Equinox pays close attention to the connection between music and fitness. In addition to programing the music played in the clubs, the company's creative director curates monthly playlists -- EQ Sessions -- that, like the celebrity playlists will be, are available through the Equinox Web site. Links take users directly to iTunes, where the playlists are organized through iTunes' iMix function for purchase at the tracks' standard price.

Equinox creative director Bianca Kosoy says the company's approach to music is part of a broader strategy to curate a lifestyle experience for members.

"On the whole our target demographic is successful, and they are more drawn to making a purchasing decision, including joining a gym, based on the feeling that they are going to be introduced to the new and noteworthy," Kosoy says. "Music is obviously a very high-profile touch point for them."

The monthly 15-song EQ Sessions, which launched in April 2008, are often built around a musical or seasonal theme (such as "House Call" for a DJ mix or "Heartthrob" for a list of love songs released in February).
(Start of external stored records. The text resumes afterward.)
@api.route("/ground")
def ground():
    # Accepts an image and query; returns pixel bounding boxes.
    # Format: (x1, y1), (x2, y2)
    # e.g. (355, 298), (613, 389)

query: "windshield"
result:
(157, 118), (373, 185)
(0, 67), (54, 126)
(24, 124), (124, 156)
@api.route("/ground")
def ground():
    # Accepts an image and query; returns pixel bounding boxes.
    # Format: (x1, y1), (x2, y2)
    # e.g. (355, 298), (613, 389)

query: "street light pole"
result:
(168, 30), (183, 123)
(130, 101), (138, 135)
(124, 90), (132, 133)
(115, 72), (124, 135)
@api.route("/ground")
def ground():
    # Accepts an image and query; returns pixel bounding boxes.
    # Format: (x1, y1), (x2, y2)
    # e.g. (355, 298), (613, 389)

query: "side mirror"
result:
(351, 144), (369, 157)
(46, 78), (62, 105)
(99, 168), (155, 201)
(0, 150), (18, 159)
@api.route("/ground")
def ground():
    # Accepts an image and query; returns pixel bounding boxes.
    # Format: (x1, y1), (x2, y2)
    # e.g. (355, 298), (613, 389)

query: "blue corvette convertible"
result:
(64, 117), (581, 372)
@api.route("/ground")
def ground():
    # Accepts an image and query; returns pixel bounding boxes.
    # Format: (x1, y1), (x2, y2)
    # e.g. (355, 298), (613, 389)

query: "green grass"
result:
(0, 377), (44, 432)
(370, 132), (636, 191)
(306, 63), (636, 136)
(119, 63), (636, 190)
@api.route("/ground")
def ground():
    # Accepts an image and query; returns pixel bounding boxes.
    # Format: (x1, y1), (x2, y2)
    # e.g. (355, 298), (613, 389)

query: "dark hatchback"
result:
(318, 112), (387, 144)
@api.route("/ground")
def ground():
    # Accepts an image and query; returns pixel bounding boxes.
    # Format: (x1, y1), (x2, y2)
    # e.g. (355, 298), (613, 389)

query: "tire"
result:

"The whole thinking behind them was to give our members a place to go every month where they don't have to look for new music," Kosoy says. "It's our branded point of view on what music we think people should be listening to. It's all uptempo, but it's not what I would call 'workout music.' Workout music is different for everyone."

ENTHUSIASTIC RESPONSE

Kosoy says that as the playlists evolved, she began to receive e-mails praising the concept, including from the club's celebrity members and their colleagues. The first to offer his own playlist was DJ Paul Sevigny, and others followed. In addition to the aforementioned artists, Equinox confirms the participation of Cher, Dave Navarro and producer/manager Benny Medina.

There isn't a financial arrangement between Equinox and participating artists, beyond the promotion of the lists using the celebrities' names. "One of the great things about this is that these celebrities are proactively wanting to participate in this brand without any type of formal endorsement," Kosoy says. "There's no financial or contractual anything. This is just them sending us music that they think is aspirational or good to work out to."
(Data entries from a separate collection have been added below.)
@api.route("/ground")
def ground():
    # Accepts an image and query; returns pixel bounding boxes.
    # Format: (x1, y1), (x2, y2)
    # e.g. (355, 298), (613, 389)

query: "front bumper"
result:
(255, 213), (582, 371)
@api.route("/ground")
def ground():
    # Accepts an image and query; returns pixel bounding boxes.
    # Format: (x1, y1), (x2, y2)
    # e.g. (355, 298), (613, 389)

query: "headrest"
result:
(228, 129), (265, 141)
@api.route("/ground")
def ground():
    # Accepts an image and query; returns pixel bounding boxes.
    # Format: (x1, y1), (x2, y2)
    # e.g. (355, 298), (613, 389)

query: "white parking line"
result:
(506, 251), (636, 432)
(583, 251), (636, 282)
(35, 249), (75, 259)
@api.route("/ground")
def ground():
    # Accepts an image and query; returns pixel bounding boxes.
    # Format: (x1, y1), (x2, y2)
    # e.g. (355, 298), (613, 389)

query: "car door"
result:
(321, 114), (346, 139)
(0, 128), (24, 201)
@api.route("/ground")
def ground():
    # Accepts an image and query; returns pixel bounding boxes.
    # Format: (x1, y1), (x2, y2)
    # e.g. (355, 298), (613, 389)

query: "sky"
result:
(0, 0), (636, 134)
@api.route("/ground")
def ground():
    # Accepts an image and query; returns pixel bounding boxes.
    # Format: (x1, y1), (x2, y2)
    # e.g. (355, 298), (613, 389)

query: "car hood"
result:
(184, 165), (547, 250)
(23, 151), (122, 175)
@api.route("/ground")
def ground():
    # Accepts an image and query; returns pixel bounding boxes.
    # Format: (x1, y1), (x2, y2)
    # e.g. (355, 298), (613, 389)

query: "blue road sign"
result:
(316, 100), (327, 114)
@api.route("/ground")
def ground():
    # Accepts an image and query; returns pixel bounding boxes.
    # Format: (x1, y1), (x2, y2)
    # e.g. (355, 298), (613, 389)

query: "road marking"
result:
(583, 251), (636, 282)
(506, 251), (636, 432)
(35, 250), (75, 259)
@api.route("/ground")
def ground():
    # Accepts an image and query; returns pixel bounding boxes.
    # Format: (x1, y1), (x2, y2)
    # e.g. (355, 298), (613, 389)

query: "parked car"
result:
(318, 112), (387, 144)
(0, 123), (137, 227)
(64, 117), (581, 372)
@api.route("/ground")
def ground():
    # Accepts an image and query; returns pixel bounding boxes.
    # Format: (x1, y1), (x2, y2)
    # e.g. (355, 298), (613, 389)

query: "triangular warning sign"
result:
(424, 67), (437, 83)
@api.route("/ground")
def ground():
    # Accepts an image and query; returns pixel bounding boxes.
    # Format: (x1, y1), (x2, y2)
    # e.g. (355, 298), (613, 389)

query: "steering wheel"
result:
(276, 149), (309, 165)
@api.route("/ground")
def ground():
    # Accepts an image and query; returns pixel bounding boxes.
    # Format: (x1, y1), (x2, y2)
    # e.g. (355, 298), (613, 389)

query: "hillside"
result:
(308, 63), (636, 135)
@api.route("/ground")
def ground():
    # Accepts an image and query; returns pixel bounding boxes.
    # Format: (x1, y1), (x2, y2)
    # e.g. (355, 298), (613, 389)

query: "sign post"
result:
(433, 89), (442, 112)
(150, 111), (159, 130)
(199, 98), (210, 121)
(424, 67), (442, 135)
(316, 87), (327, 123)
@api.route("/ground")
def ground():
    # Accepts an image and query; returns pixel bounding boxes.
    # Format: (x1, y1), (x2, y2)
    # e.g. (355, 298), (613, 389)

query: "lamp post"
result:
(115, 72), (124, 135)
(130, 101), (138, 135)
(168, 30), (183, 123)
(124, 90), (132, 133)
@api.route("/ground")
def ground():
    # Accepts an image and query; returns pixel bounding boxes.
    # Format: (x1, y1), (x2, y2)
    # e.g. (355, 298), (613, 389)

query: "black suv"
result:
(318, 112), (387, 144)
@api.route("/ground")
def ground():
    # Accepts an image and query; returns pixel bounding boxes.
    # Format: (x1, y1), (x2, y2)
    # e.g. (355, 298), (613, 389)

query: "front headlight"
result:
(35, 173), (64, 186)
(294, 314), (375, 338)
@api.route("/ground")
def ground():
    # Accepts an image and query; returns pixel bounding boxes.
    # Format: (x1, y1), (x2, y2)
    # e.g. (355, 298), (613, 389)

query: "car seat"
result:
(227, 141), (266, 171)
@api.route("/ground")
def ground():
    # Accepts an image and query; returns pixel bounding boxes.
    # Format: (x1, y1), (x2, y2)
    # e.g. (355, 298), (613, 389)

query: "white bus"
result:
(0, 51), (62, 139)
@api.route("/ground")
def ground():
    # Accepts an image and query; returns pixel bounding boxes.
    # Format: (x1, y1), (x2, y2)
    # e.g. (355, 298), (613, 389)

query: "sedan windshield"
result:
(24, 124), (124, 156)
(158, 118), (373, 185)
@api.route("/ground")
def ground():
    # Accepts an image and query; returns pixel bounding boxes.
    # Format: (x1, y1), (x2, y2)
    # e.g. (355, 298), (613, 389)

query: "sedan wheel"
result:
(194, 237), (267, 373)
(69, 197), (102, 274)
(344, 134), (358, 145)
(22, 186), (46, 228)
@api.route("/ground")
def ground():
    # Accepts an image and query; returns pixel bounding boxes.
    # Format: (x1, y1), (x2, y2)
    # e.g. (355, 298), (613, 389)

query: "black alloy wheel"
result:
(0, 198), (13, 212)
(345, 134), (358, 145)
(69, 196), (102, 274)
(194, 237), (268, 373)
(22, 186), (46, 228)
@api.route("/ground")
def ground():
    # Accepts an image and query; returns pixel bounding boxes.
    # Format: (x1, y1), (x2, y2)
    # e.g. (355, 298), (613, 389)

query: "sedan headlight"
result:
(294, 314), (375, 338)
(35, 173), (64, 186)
The Equinox point of view is "discovery-focused," Kosoy says, emphasizing that even playlists submitted by celebrities will be subject to the brand's review. Participants are asked to send a list of 20 songs that Equinox will cull to around 10 or 15. Madonna's playlist, for example, includes "Superfine" by the Hong Kong Blondes, "Do You Feel Me" by Tiesto featuring Julie Thompson and Daft Punk's "Television Rules the Nation."

Equinox's strategy for introducing members to new music involves integrating more obscure tracks from familiar acts, like U2 and Oasis, with tracks from such lesser-known ones as the Arch Cupcake and N.A.S.A. The same approach applies to the music programed for the clubs' common areas; Kosoy works with a consultant to build rotating playlists of several hundred songs, and she reviews each track.
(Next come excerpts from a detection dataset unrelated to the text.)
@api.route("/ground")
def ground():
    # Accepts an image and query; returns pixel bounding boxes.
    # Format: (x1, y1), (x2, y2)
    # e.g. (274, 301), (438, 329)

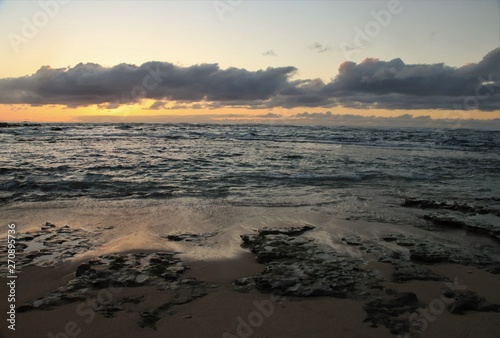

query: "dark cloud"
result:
(0, 48), (500, 111)
(309, 42), (332, 53)
(0, 62), (296, 108)
(287, 111), (500, 130)
(257, 112), (283, 119)
(262, 49), (276, 56)
(76, 112), (500, 130)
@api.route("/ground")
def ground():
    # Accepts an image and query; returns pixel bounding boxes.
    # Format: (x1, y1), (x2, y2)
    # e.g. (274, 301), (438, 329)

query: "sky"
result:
(0, 0), (500, 129)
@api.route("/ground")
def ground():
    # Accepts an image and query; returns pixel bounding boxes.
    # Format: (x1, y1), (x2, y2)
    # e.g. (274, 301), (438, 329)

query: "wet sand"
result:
(0, 200), (500, 338)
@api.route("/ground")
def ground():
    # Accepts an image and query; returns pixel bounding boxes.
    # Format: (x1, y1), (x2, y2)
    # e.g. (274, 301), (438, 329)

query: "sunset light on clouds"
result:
(0, 0), (500, 126)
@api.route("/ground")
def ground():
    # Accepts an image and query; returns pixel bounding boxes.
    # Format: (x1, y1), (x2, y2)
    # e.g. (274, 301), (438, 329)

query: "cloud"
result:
(262, 49), (276, 56)
(0, 62), (296, 108)
(75, 111), (500, 130)
(0, 44), (500, 111)
(256, 112), (283, 119)
(149, 101), (167, 110)
(309, 42), (332, 53)
(287, 111), (500, 130)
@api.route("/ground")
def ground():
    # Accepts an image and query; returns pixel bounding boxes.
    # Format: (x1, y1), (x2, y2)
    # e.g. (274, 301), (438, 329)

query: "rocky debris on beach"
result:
(233, 225), (378, 298)
(18, 252), (215, 328)
(401, 198), (500, 216)
(443, 288), (500, 315)
(232, 225), (500, 334)
(6, 222), (212, 328)
(161, 232), (217, 246)
(393, 262), (450, 283)
(0, 222), (102, 275)
(401, 198), (500, 240)
(364, 289), (423, 334)
(233, 225), (430, 334)
(378, 233), (500, 274)
(424, 213), (500, 240)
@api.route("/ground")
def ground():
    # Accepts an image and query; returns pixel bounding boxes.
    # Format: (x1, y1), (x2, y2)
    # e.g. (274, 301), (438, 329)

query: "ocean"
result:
(0, 124), (500, 230)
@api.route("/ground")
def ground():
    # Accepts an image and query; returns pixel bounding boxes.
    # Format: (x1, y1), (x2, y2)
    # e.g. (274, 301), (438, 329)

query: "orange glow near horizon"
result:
(0, 100), (500, 123)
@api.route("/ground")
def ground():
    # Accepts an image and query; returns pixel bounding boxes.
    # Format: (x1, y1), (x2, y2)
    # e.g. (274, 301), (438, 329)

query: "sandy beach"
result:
(0, 199), (500, 337)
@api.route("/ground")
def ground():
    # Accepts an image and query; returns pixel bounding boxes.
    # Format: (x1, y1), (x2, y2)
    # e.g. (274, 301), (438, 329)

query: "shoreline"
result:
(0, 200), (500, 338)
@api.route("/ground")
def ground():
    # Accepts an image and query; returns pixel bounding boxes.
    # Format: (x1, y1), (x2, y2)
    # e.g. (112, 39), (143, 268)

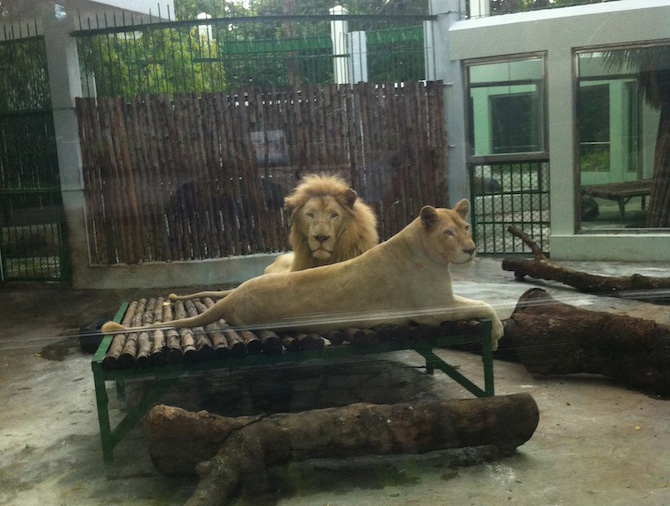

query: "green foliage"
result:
(0, 37), (51, 112)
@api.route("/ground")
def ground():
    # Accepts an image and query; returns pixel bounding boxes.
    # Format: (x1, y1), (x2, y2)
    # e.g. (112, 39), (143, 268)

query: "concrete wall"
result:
(432, 0), (670, 261)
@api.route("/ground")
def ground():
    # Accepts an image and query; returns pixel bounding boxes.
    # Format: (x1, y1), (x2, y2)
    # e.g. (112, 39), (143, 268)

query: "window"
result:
(576, 46), (670, 232)
(467, 57), (545, 156)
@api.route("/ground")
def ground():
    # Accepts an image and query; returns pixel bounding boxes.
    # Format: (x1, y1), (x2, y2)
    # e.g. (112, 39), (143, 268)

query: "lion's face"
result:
(421, 200), (477, 264)
(294, 195), (347, 262)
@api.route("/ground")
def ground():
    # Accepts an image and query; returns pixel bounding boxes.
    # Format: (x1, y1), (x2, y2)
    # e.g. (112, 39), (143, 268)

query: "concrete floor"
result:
(0, 259), (670, 506)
"Music is so high-profile and passionate, but if you walk from gym to gym, you can pretty much predict what's going to be playing," Kosoy says. "We want everything we play to have a point of view that's distinctly Equinox that no one can replicate. For example, last summer our playlist included a Jason Mraz song, and you might not think of that as the most aspirational workout music, but the point is to make people smile, make them tap their foot, remind them of something -- it can't all be heart-throbbing workout music."